Lieutenant Colonel Anthony Gale, fourth Commandant of the Marine Corps and the only one ever fired, was born in Dublin, Ireland, on 17 September 1782. Fewer records survive concerning him than any other Commandant but it is known that he was commissioned a second lieutenant on 2 September 1798. Thereafter he fought, in fairly quick succession, the French, the Barbary pirates, the British, and one of his Navy mess-mates. The last encounter, involving an affront to the Corps, brought about the naval officer’s sudden demise and Commandant William Burrow’s approval for Gale’s defense of his Corps’ honor.

Unfortunately for him, increasing rank brought other difficulties not resolved so directly. In 1815, while commanding at Philadelphia, he fell out with Commandant Franklin Wharton over construction of barracks. A court of inquiry cleared him, but he was banished to a less desirable post, where he nursed a feeling of persecution and resumed duelling – this time with John Barleycorn.
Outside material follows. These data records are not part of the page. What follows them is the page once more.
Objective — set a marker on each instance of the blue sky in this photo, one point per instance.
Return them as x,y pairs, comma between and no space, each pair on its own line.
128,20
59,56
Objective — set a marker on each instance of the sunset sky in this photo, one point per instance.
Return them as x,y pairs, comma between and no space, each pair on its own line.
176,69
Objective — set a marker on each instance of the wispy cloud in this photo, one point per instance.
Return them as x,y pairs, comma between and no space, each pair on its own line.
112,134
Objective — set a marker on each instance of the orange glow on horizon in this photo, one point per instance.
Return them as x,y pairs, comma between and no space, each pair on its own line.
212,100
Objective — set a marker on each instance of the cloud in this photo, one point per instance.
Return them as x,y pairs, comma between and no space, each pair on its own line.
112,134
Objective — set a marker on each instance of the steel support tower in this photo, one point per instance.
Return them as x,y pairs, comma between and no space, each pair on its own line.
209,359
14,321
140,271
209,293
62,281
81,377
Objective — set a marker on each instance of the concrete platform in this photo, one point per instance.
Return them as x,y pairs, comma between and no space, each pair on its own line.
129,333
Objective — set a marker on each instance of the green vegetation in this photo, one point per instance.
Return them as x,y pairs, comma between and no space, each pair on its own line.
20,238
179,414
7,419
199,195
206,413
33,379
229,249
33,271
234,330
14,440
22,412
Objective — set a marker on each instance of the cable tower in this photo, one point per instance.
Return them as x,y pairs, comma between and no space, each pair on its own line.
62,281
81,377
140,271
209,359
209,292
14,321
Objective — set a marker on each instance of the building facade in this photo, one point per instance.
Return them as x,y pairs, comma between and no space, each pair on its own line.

As a consequence of these and other alleged shortcomings, Capt Gale, although next senior at the time of Wharton’s death, had to battle for the job. Capt Archibald Henderson, second in line, was characteristically blunt in assessing Capt Gale’s qualifications, or lack of them, to the Secretary of the Navy. After a court of inquiry, which exonerated him, Capt Gale, with 21 years of service, became Lieutenant Colonel Commandant 3 March 1819. By then, the Corps had been without a leader for six months.
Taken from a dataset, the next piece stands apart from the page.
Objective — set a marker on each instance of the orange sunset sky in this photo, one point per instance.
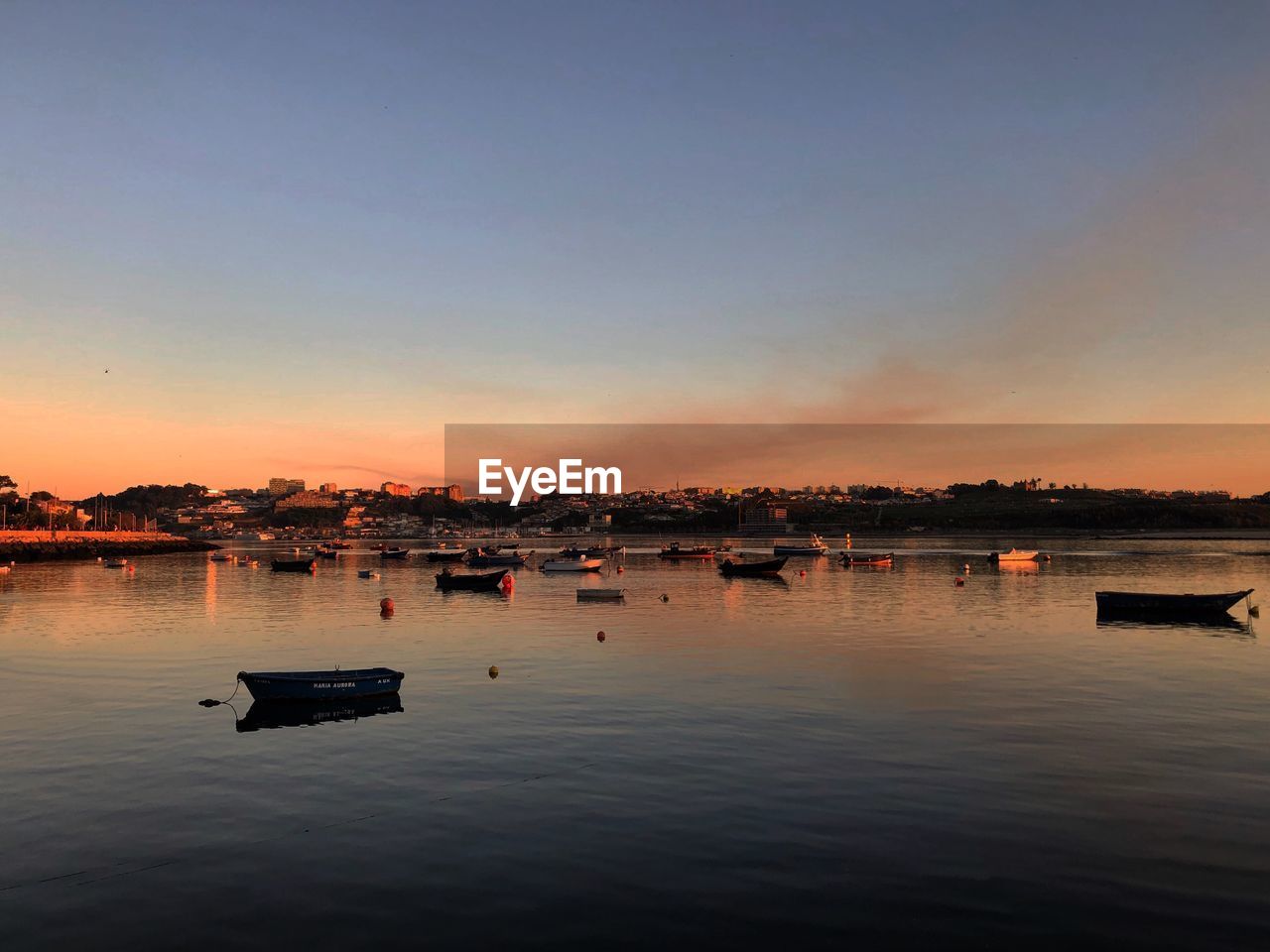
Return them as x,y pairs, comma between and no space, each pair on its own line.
304,245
Soon came troubles with Navy Secretary Smith Thompson, who frequently countermanded LtCol Gale’s orders in a humiliating manner. Finally, LtCol Gale courageously submitted a letter analyzing the proper division of function between himself and the Secretary, and respectfully pointed out the impossibility of his position. This official reaction to infringements of his authority, he paralleled by unofficial retreats to alcohol. Three weeks later (18 September 1820) he was under arrest, charged with offenses of alcoholic and related nature. By 8 October 1820, the court had found him guilty, the President had approved, and LtCol Gale was removed from office and the Marine Corps.
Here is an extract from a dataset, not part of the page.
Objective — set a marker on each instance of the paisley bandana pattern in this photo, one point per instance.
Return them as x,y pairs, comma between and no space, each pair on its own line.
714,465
From Washington, Gale went first to Philadelphia where he spent several months in hospitals, then took up residence in Kentucky. Armed with proof that he had been under the strain of temporary mental derangement while Commandant, he spent 15 years attempting to have his court-martial decision reversed. Eventually, in 1835, the government partially cleared him and awarded him a stipend of $15 a month which was later increased to $25 and continued until his death in 1843 in Stanford, Lincoln County, Kentucky.